I knew two women, both of them young, both of them mothers, both of whom were gainfully employed, for whom it was too late. I know a third, who is now gravely ill.
Another good reason to wait is Chlamydia. And this one is tricky. This is a sexually transmitted infection for which there are very often no signs and symptoms. In women, untreated chlamydia can spread into the pelvic area and infect the uterus, fallopian tubes, and ovaries - leading to pelvic inflammatory disease (PID). PID can be serious if immediate medical care is not sought. It may cause permanent damage to the woman's reproductive organs and can lead to infertility, chronic pelvic pain, and an increased risk of ectopic pregnancy. While chlamydia is a bacterial infection which can be safely treated with antibiotics, research has found that about 90% of infected women are blissfully unaware because they have no symptoms.
A third good reason to wait is HIV; also sexually transmitted, and both dangerous and deadly. Information about this virus is more publicised than the others, with youth-friendly and ante-natal services springing up around the country. But it is still being transmitted, along with some amount of scorn for the infected. Women are particularly vulnerable to HIV because their biological make-up increases their risk of exposure to seminal fluids from their male partners. Women and girls' susceptibility to domestic abuse, which includes rape, incest and other non-consensual sex; sex without condom use, and the high-risk behaviours of their partners, also increases their risk.

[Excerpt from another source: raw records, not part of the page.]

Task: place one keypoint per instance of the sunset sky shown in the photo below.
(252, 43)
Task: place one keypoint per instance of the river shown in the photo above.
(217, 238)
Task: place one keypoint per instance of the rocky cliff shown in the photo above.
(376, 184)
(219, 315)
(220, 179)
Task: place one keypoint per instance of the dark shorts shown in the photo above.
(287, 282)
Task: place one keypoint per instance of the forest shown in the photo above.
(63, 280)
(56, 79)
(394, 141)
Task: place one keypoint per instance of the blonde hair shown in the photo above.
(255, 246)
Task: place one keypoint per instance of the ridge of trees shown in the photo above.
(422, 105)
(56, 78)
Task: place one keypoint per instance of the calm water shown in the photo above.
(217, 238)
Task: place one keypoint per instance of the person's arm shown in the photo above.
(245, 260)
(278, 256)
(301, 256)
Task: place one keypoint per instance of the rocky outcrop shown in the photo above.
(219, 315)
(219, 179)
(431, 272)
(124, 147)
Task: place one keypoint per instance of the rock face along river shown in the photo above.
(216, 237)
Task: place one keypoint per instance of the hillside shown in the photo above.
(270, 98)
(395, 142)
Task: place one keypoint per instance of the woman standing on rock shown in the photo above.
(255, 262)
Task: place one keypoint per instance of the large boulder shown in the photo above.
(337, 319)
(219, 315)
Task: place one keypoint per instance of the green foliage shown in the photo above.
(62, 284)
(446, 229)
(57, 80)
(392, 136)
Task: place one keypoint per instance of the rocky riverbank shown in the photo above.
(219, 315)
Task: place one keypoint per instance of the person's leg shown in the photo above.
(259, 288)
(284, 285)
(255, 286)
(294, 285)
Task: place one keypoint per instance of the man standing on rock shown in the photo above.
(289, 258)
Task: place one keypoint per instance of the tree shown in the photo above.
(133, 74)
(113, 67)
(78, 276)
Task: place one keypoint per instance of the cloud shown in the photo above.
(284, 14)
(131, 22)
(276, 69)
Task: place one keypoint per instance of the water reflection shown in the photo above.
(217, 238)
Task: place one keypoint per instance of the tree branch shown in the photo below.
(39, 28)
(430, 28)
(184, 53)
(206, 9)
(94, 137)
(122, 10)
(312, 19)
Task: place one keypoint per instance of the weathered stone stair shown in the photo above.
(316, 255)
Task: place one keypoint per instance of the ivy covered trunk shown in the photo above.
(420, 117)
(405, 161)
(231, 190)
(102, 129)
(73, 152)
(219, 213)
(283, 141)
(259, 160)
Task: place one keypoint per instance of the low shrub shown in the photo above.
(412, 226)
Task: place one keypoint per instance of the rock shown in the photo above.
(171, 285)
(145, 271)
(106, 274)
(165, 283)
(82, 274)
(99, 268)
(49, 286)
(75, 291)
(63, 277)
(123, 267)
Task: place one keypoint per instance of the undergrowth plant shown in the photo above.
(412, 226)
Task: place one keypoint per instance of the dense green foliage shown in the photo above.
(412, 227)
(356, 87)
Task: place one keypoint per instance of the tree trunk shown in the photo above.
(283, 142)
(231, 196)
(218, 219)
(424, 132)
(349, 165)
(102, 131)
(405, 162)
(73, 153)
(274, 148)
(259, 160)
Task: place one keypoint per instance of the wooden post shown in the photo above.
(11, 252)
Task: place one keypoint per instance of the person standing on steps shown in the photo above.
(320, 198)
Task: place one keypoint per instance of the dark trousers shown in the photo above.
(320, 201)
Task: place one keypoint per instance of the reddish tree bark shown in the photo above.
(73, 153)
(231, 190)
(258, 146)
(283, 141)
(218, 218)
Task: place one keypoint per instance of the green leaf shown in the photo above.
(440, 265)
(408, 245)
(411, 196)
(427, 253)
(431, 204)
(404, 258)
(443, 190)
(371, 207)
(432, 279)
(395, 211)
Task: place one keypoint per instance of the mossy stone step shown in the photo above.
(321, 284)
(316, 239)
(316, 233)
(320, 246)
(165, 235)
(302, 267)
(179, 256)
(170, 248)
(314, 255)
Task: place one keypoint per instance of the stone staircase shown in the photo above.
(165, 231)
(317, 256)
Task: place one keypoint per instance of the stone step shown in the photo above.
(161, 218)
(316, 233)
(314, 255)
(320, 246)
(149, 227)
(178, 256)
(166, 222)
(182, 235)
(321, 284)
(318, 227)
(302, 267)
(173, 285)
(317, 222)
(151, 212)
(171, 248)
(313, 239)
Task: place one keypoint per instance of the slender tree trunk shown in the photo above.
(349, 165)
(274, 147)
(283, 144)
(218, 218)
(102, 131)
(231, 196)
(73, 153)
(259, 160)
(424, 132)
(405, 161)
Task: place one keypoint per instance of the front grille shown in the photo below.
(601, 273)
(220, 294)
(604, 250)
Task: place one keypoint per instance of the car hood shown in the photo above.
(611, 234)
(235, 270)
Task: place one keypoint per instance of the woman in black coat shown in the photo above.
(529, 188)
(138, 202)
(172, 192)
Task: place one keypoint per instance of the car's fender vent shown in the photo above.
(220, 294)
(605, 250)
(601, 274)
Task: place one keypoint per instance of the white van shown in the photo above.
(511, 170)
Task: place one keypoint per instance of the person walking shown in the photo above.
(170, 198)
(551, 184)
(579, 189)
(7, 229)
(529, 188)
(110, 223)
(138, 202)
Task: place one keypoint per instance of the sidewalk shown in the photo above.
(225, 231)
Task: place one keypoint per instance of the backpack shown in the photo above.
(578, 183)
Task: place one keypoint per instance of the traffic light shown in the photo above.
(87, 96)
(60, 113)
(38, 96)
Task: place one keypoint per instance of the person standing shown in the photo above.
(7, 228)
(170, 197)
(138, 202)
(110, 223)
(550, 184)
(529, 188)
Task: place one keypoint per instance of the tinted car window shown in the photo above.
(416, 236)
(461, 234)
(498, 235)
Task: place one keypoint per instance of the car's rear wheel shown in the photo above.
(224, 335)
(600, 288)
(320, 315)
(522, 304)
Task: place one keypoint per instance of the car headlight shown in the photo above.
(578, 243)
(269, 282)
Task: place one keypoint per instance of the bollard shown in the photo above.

Cognisance of this and the need to change it is evident in the UNAIDS World AIDS Campaign 2004, which has as its theme, 'Women, Girls, HIV and AIDS.' The campaign seeks to accelerate the global response to HIV and AIDS through a focus on women and girls - preventing new infections, equal access to treatment and mitigating the impact of AIDS, UNAIDS says.
UNAIDS is doing its part, are you?
How long to wait?
Tell them to wait as long as it takes. If they do not know their partner's sexual history they have not waited long enough. If they cannot, do not know how to, or are afraid to ask their partners for this information, they need to wait some more.
If they are not empowered enough to demand that the requisite tests are done - wait. If they are not empowered to negotiate for safe sex - wait. There is no age by which one ought to have sex. What is required is mental maturity, by both partners. If they do not know this, they are nowhere near ready to take such an important step. They should wait.